Увяли траурные ленты
В доисторической поре.
Твоих собратьев пациенты
Лежат в Донском монастыре.
Но я живой, и я не сбрендил.
И говорю я, весь дрожа.
Что мне твои романы. Крендель,
Дороже твоего ножа.
 

В круг друзей – одноклассников Тоника входили и рано ушедший из жизни сценарист Юрий Бразильский, и талантливый режиссер и педагог, также умерший, Владимир Левертов, и профессор физики Владимир Фридкин, и видный журналист Серго Микоян – сын А. И. Микояна. Все они были знакомы и дружны с Тоником задолго до его литературной славы.

Я же познакомился с Натаном Эйдельманом тогда, когда он уже был известен своими книгами «Михаил Лунин», «Герцен против самодержавия» и другими, а также многочисленными статьями о русской истории. Я застал его уже сложившимся ученым, писателем, человеком. Может быть, именно поэтому мне с самого начала нашей дружбы отчетливо был виден масштаб его писательского и человеческого таланта, дистанция, нас разделяющая. Он был человеком чрезвычайно доброжелательным и внимательным к людям, вывести его из себя было практически невозможно.
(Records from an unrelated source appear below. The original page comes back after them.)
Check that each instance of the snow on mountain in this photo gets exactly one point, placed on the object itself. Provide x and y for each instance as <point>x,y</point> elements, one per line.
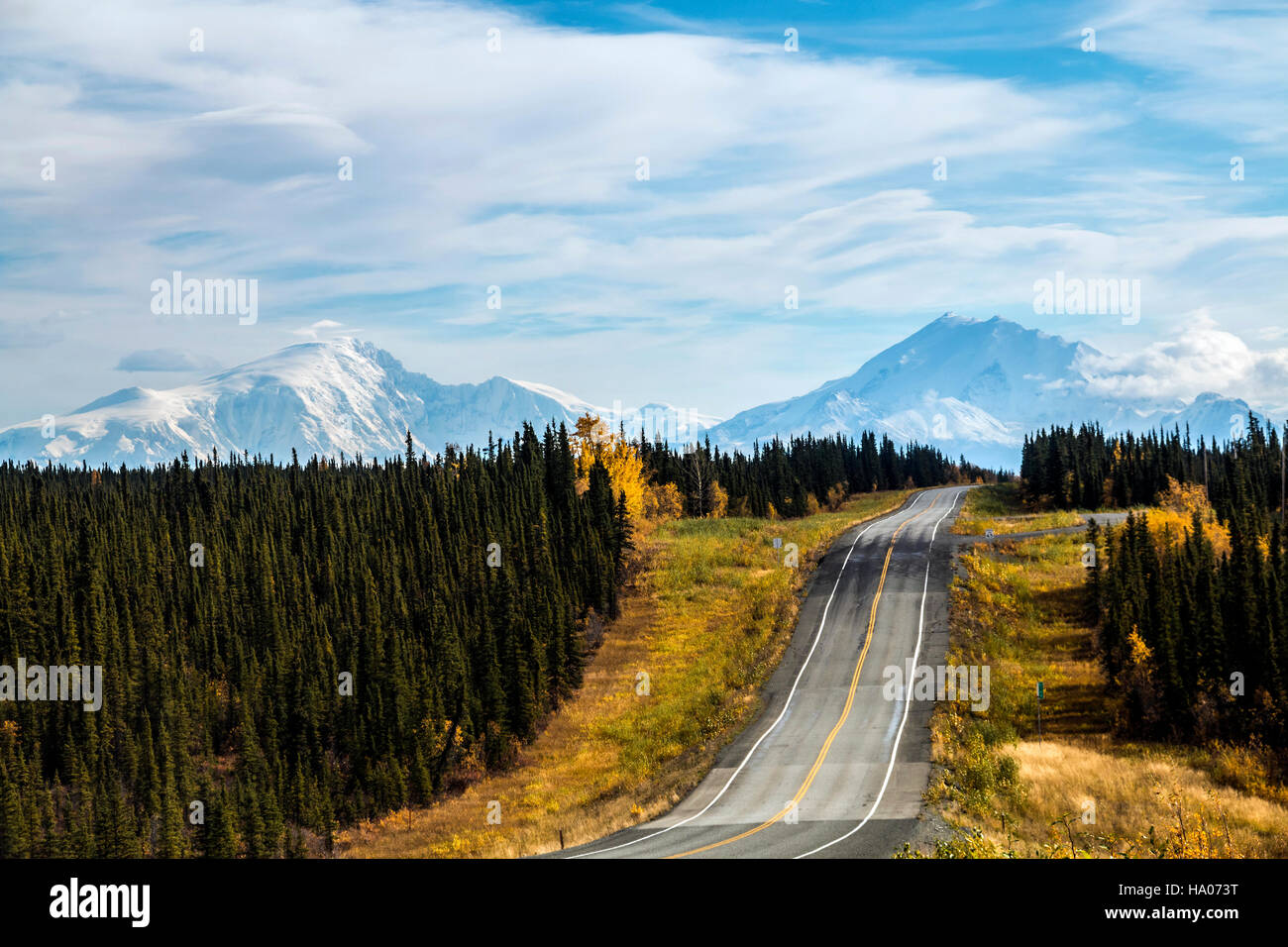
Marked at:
<point>975,388</point>
<point>970,386</point>
<point>316,397</point>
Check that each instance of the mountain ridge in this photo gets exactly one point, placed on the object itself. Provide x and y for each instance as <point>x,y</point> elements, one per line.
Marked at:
<point>970,386</point>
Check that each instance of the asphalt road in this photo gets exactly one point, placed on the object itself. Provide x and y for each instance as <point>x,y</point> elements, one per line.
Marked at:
<point>835,764</point>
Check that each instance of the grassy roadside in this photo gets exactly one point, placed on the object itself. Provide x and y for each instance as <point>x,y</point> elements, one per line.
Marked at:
<point>1081,791</point>
<point>999,508</point>
<point>707,620</point>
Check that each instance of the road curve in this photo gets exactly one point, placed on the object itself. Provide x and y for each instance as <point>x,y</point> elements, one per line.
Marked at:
<point>832,767</point>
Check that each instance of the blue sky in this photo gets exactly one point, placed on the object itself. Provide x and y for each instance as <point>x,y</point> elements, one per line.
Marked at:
<point>518,167</point>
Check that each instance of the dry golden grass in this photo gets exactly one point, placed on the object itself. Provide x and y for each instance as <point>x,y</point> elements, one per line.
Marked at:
<point>999,508</point>
<point>1141,796</point>
<point>707,621</point>
<point>1020,611</point>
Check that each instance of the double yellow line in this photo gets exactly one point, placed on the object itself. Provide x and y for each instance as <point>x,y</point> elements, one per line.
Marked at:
<point>849,702</point>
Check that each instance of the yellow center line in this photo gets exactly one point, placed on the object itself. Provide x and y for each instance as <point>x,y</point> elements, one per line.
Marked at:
<point>849,702</point>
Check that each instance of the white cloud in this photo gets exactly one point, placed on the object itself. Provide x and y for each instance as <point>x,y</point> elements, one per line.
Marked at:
<point>1201,359</point>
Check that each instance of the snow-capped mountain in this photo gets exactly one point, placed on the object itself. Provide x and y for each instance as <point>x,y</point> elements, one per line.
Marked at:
<point>317,398</point>
<point>966,385</point>
<point>971,388</point>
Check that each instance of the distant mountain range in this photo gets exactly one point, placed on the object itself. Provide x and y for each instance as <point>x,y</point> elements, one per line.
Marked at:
<point>973,386</point>
<point>970,386</point>
<point>321,398</point>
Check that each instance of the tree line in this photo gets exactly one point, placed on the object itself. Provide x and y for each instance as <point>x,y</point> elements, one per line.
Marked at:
<point>290,647</point>
<point>1189,599</point>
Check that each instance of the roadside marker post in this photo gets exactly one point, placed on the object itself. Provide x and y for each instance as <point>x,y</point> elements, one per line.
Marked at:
<point>1041,692</point>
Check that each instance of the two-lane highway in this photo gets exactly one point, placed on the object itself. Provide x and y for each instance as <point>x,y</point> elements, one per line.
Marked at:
<point>832,767</point>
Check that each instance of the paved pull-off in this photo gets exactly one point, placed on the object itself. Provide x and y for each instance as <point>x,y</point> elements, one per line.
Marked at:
<point>831,767</point>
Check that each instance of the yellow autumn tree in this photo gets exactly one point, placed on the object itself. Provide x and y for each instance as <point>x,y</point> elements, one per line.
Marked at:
<point>593,440</point>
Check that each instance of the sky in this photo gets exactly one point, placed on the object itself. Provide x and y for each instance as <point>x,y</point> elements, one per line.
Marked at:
<point>890,161</point>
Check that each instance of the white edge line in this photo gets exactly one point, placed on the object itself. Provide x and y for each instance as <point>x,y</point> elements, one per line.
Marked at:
<point>907,703</point>
<point>818,637</point>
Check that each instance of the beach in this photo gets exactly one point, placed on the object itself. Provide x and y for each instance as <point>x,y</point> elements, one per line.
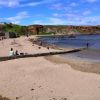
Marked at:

Но мне это однажды, кажется, удалось. Наган был страстным болельщиком – прежде всего футбольным. Когда по телевидению транслировали футбольный матч, всякие дела откладывались. Иногда это был даже некий ритуал, сопровождаемый (легкой, правда) выпивкой и закуской, когда все три упомянутых друга – Смилга, Крелин и Эйдельман – собирались у одного из них «смотреть футбол». Здесь же дело было на даче, куда-то мы с ним торопились, но вдруг выяснилось, что на телеэкране футбол, и Натан прочно уселся на стул. «Погоди, – отмахивался он от моих настойчивых увещеваний, – уже второй тайм начался – досмотрим и пойдем». «А сколько минут длится тайм?» – неосторожно спросил я у него. Тут Натан развернулся ко мне на стуле всем своим внушительным телом. В глазах его было даже не презрение, а какая-то брезгливая жалость, смешанная с откровенным удивлением. «Даже этого не знаешь, да?»

Примерно через месяц после нашего возвращения из Болгарии там начались демократические преобразования, кончившиеся смещением престарелого вождя «брежневской формации» Тодора Живкова. Тоник радовался за наших болгарских друзей. «Теперь тебе бы неплохо съездить в Румынию», – сострил я как-то. (Там еще прочно сидел Чаушеску.) Однако ни в Румынию, ни в, казалось бы, уже близкую Швейцарию, куда были взяты авиабилеты на 4 декабря, Натану Эйдельману уже не суждено было попасть никогда. Его сердце остановилось на исходе ночных часов 29 ноября 1989 года в тесном отсеке реанимационной палаты на Каширском шоссе, куда его под большим нажимом жены и друзей почти насильно уложили накануне, не зная еще всех размеров надвигающейся беды.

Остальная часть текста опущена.